Teatro San Babila
Dal
20 febbraio al 1 marzo
Cesare
Bocci, Marco Bonini, Eleonora Ivone
(testo
e regia di Angelo Longone)
Ospiti
Un grande
successo al teatro San Babila per la prima dello spettacolo Ospiti, la
commedia scritta e diretta da Angelo Longoni, che porta sul palcoscenico gli
aspetti tragicomici dei rapporti di coppia, tra matrimoni finiti, separazioni
non accettate e relazioni iniziate per uno scambio di persona.
Magistrale l'interpretazione di Cesare Bocci, Eleonora Ivone e Marco
Bonini, che prestano le loro voci e i loro gesti rispettivamente a Leo, uno
scrittore comico «alcolista, cinico e misantropo»
(«Io non odio l'Umanità; odio tutte le persone prese una per una»; «La
casa piena di gente? Meglio una colica!»), con una recente separazione alle
spalle, il «terrore dei sentimenti» e una concezione del matrimonio come
condanna all'ergastolo; Sara, un'aspirante attrice «masochista, con la
"Sindrome di Stoccolma"» («Amavo il mio aguzzino») ma anche
una laurea in antropologia e tanta voglia di vivere; Franco, un ex fidanzato
«paranoico, ossessivo-compulsivo, peggio della Gestapo», che crede la gelosia
sia «un afrodisiaco» ed è incapace di accettare l'abbandono :
«Se non mi ami non fa niente: posso farlo io per tutti e due»; «L'ho
seguita, spiata, minacciata, picchiata...ma solo per convincerla che
l'amavo...e comunque le ho sempre chiesto scusa».

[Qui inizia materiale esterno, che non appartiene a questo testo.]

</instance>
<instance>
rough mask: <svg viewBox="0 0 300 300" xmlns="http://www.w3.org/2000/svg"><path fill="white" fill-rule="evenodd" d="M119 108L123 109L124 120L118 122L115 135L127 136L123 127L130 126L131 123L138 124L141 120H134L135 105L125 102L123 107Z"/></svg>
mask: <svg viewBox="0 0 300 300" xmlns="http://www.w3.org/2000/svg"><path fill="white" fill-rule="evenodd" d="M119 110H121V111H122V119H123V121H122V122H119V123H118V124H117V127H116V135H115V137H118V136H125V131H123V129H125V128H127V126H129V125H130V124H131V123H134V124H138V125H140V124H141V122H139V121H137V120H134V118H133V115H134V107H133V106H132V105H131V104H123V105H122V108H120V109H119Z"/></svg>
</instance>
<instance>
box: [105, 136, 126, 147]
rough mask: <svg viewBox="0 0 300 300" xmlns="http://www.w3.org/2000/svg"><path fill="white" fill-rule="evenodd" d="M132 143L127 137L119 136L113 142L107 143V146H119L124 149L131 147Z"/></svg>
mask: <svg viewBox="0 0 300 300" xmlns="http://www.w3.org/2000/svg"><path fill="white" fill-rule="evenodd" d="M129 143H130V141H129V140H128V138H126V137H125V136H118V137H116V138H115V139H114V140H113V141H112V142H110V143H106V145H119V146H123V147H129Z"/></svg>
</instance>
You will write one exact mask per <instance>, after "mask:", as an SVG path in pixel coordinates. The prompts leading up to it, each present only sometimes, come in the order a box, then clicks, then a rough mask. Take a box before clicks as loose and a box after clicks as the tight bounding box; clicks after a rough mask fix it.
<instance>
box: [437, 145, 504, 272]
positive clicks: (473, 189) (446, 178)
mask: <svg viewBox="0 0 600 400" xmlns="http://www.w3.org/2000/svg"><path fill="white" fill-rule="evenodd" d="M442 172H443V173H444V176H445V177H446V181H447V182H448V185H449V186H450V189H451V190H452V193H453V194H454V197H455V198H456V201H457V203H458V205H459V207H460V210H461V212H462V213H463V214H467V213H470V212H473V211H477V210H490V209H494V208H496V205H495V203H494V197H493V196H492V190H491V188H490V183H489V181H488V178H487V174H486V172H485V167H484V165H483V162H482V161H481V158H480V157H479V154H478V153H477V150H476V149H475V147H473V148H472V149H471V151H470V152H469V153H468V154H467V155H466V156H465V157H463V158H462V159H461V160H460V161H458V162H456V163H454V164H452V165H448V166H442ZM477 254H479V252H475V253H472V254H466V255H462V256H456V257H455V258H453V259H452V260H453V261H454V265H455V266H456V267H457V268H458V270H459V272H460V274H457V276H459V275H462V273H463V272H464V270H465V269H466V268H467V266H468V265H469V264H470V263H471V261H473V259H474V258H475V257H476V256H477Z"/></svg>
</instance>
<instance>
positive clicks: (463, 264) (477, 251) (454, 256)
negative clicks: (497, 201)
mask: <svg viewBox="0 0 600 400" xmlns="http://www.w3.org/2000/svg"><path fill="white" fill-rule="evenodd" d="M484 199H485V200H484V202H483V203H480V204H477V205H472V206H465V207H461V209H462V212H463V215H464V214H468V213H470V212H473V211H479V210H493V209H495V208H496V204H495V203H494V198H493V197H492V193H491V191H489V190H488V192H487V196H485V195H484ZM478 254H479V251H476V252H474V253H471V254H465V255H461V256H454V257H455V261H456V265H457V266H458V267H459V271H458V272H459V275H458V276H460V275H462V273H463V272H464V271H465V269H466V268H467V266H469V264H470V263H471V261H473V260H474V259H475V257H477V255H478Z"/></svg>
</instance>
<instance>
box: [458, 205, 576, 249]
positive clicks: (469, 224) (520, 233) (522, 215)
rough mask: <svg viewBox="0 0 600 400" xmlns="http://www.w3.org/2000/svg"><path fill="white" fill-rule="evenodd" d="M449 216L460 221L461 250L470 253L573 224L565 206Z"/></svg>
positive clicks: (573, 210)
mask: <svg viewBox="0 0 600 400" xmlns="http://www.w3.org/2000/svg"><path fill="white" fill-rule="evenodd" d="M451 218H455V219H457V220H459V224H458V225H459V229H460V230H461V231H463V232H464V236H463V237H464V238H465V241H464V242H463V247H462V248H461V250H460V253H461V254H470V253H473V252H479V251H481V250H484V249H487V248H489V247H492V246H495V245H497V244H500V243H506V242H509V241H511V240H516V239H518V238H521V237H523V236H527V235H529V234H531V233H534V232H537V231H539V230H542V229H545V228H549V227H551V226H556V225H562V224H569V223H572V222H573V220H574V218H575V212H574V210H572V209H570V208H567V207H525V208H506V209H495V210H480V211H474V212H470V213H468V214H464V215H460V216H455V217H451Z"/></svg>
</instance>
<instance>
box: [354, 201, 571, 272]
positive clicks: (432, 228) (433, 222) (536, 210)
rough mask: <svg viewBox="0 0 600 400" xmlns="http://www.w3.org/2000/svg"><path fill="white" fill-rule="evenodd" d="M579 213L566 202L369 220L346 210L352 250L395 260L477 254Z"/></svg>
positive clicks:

Tre personaggi disadattati, le cui vicende si intrecciano sullo sfondo di
un equivoco, uno scambio di identità che porta Leo al centro della vita dell'affascinante
e sconosciuto Giorgio, prendendone in affitto l'appartamento e in prestito gli
abiti, ricevendone le telefonate e le visite, sostituendosi a lui nella
relazione con Sara e dunque nella rivalità con Franco. La figura di Giorgio
diviene una sorta di alter ego ideale con cui entrambi i protagonisti
vorrebbero identificarsi, per sottrarsi alla propria insicurezza, riscattarsi
dalla disperazione e dal fallimento della loro vita sentimentale; ma qualsiasi
tentativo di sfuggire alla loro identità («Hai fatto bene a lasciarmi;
anch'io mi lascerei, se potessi») o di annebbiare la consapevolezza di sé
per mezzo dell'alcool («Il fegato è un organo sopravvalutato»; «L'alcool
aiuta a vedere le cose con più lucidità») non farò che approfondire in loro
la convinzione che «Ci toccherà la fatica di essere
noi stessi» o di scegliere il suicidio, «la peggiore forma
d'impazienza» verso un risultato cui comunque la vita "porta
naturalmente" («Essere innamorati non è un problema: prima o poi passa»).
Molto diversa la personalità di Sara, che s'improvvisa simpatica «psicologa
in body di leopardo» e con femminilità, intelligenza e coraggio sconfessa lo
«stereotipo della coppia» («Tutti si sposano per narcisismo») e dirige
le vicende degli uomini che la circondano, affermando la propria indipendenza,
difendendo la libertà conquistata e il diritto di "dire no" anche a
costo di prendere a calci il passato dall'eleganza delle sue scarpe di vernice
rossa (con tacco).
In questa commedia, il cui finale resta sospeso tra una dichiarazione
d'amore e una pistola inceppata che però ricomincia a funzionare, il sesso
"debole" prende la propria rivincita sulla prevaricazione dell'uomo,
che si rivela qui infantile, capriccioso e incapace di accettare le sconfitte,
i rifiuti, gli insuccessi personali, rifugiandosi nell'autolesionismo o nella
violenza.
«Ti sembrerà strano, ma alle donne non piace essere picchiate. Tranne ad
alcune. Ma quelle le riconosci: indossano
delle tute in latex, usano le fruste e hanno delle manette appese al fianco!».